On February 23 of this year, the Ninth Circuit Court of Appeals invalidated a California statute permitting victims of the Armenian genocide to file insurance claims, finding that the state's use of the label "Genocide" intruded on the federal government's conduct of foreign affairs. This decision, Movsesian v. Versicherung AG, addresses foreign affairs federalism — the division of authority between the states and the federal government. Just one month later, the Supreme Court weighed in on another foreign affairs issue: the separation of foreign relations powers within the federal government. In Zivotofsky v. Clinton, the Supreme Court ordered the lower courts to help referee a conflict between the executive and legislative branches of the federal government concerning how Jerusalem — born American citizens list their country of birth on their passports. The former case presented an issue of federalism and the latter an issue of separation of powers; yet both cases sought to delineate foreign affairs authority in the United States.

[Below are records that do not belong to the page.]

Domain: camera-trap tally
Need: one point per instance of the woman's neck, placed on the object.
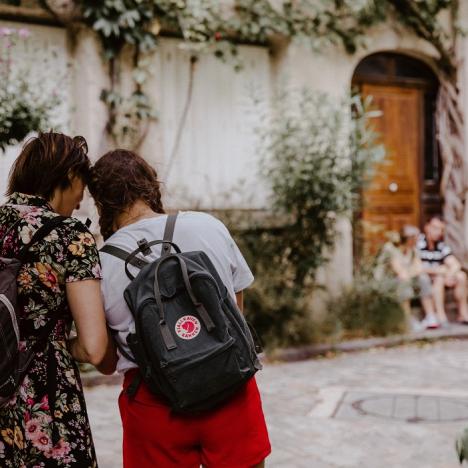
(138, 211)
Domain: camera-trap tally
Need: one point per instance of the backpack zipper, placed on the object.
(167, 366)
(11, 309)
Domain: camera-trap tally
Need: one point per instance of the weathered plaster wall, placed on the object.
(216, 165)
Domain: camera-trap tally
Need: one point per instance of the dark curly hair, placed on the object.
(118, 180)
(46, 163)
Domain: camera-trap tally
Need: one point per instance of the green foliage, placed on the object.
(25, 106)
(316, 155)
(209, 25)
(368, 308)
(308, 150)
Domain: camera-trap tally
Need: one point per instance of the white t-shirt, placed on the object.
(193, 231)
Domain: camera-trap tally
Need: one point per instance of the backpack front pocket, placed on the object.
(199, 379)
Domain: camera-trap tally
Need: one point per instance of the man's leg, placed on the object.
(438, 293)
(460, 296)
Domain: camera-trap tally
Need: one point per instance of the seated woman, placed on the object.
(401, 261)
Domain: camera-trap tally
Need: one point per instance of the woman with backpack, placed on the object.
(233, 434)
(44, 422)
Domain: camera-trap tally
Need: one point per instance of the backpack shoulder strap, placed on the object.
(40, 234)
(123, 255)
(168, 234)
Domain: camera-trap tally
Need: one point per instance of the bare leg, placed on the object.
(438, 292)
(406, 306)
(428, 305)
(460, 296)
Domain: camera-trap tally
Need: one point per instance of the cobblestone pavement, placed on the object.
(398, 408)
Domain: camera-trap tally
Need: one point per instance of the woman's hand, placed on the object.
(93, 343)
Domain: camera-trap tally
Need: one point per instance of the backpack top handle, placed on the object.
(144, 246)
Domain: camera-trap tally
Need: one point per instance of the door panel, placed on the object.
(392, 198)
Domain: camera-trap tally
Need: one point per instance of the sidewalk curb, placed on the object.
(454, 332)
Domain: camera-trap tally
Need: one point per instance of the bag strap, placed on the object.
(124, 255)
(168, 234)
(138, 262)
(10, 229)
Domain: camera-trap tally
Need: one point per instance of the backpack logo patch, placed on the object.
(187, 327)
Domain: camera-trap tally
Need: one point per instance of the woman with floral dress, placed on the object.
(46, 424)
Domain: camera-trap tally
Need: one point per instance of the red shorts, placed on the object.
(234, 435)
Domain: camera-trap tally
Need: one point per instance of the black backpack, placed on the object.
(14, 362)
(191, 342)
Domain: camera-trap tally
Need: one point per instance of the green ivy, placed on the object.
(208, 25)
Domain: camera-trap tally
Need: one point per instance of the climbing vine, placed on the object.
(218, 27)
(208, 26)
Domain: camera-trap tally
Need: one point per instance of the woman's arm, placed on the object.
(399, 270)
(93, 342)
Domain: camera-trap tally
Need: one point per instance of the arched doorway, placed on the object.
(405, 188)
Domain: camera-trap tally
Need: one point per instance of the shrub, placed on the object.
(25, 103)
(316, 153)
(368, 308)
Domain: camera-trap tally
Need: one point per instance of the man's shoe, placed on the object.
(430, 323)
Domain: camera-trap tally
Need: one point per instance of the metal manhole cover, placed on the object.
(409, 408)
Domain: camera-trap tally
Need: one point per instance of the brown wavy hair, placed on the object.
(46, 163)
(119, 179)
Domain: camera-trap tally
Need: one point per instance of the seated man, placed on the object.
(400, 260)
(443, 268)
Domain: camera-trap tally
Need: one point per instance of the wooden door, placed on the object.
(393, 197)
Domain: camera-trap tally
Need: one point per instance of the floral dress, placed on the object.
(41, 427)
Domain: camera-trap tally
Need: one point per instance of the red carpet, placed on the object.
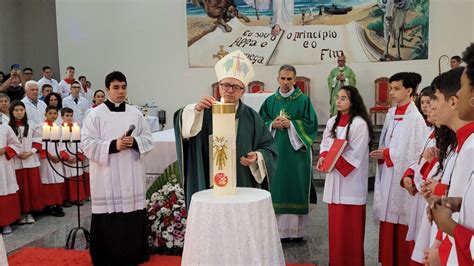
(61, 257)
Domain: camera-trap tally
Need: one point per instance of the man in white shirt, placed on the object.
(35, 109)
(86, 92)
(76, 102)
(48, 79)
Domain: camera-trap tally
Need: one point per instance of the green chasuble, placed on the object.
(334, 85)
(292, 183)
(193, 153)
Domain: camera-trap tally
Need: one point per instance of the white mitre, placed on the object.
(235, 65)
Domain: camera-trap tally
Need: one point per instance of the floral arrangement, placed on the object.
(166, 212)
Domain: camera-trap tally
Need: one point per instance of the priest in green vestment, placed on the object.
(340, 76)
(255, 148)
(289, 116)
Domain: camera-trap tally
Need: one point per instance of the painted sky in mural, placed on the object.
(312, 31)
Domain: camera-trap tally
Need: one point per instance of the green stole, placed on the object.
(193, 153)
(291, 185)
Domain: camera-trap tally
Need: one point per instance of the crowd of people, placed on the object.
(423, 198)
(29, 184)
(424, 160)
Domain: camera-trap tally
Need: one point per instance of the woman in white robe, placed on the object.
(345, 189)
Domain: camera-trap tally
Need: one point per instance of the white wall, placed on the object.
(146, 39)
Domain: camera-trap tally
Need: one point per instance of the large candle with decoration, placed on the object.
(223, 173)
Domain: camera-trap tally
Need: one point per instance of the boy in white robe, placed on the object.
(117, 178)
(400, 144)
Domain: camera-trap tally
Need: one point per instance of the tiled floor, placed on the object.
(52, 232)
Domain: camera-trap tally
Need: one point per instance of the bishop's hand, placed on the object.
(249, 159)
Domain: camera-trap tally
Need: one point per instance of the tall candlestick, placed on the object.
(46, 131)
(76, 132)
(66, 133)
(54, 132)
(224, 149)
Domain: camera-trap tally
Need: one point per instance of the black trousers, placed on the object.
(119, 239)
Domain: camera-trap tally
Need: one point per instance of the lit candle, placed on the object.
(76, 132)
(66, 133)
(46, 131)
(224, 149)
(54, 132)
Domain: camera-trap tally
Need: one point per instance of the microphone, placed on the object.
(130, 130)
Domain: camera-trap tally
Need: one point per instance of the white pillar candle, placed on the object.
(76, 132)
(65, 133)
(54, 132)
(46, 131)
(224, 149)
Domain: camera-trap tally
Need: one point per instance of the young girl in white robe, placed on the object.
(345, 188)
(400, 144)
(27, 162)
(9, 200)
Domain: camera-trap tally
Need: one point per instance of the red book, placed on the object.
(333, 154)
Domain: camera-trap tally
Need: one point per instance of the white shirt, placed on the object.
(54, 83)
(79, 108)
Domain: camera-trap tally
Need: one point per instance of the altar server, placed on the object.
(457, 247)
(9, 201)
(27, 162)
(401, 142)
(345, 189)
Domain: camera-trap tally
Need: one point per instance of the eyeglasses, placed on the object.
(227, 86)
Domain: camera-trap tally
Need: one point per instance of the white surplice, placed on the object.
(461, 181)
(466, 219)
(117, 180)
(351, 189)
(8, 183)
(404, 139)
(419, 203)
(427, 232)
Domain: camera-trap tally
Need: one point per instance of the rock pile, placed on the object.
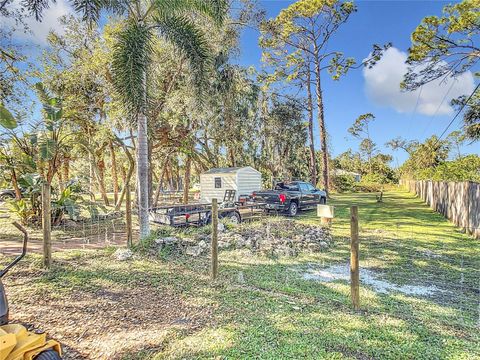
(269, 238)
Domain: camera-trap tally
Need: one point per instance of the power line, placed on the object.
(414, 110)
(458, 112)
(439, 106)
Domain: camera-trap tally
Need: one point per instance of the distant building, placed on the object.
(341, 172)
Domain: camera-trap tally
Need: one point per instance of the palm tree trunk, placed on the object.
(142, 174)
(114, 171)
(313, 162)
(66, 168)
(150, 173)
(186, 182)
(18, 193)
(100, 170)
(321, 124)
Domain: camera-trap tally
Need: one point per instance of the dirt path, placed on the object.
(110, 322)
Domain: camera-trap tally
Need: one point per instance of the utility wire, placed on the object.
(458, 112)
(439, 106)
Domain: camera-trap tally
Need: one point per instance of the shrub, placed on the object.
(343, 183)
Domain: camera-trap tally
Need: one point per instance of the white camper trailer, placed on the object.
(214, 182)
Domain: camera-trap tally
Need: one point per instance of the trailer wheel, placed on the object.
(233, 217)
(292, 209)
(48, 355)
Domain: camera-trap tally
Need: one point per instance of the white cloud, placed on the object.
(382, 85)
(39, 30)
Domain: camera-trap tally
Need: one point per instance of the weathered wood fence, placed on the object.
(457, 201)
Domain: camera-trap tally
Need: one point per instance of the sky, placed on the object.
(413, 115)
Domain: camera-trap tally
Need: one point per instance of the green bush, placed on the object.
(343, 183)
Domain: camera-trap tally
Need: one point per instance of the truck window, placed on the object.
(303, 187)
(283, 186)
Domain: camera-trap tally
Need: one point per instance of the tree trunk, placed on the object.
(91, 173)
(18, 193)
(160, 184)
(101, 180)
(114, 171)
(186, 182)
(150, 174)
(313, 162)
(61, 181)
(321, 124)
(142, 174)
(66, 168)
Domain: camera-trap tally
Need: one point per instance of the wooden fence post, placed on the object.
(354, 268)
(128, 215)
(46, 225)
(214, 239)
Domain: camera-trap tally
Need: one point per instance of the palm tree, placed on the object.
(174, 21)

This Essay addresses the relationship between the states and the federal executive in foreign affairs — a federalism question — in light of coming separation-of-powers decisions. Part I briefly outlines foreign affairs federalism: how far into foreign affairs may states reach without stepping into the federal government's exclusive terrain? Part II looks at a particular permutation of this federalism debate, examining the conflict between the states and the national executive. Movsesian, the Armenian genocide case, highlights this state-executive clash. The panel and en banc opinions in Movsesian offered two different approaches to this federalism question, both of which present textual and practical difficulties. Having laid out the problems with these approaches, Part III looks for answers in an unlikely place: decisions about the separation of powers within the federal government. In Zivotofsky, the Supreme Court called for increased judicial participation in contests between Congress and the President in foreign affairs. This command will produce a body of law defining the sphere of exclusive executive authority vis-à-vis Congress. Synthesizing these decisions, Part IV argues that, for structural and pragmatic reasons, courts should bar states as well as Congress from this exclusive executive sphere. The Supreme Court has called upon the courts to articulate the boundaries of executive and legislative authority within the federal government, but in so doing, the courts indirectly will provide guidance about the division between the federal government and the states.

My take on these issues from an originalist perspective is somewhat different, see here, here and here.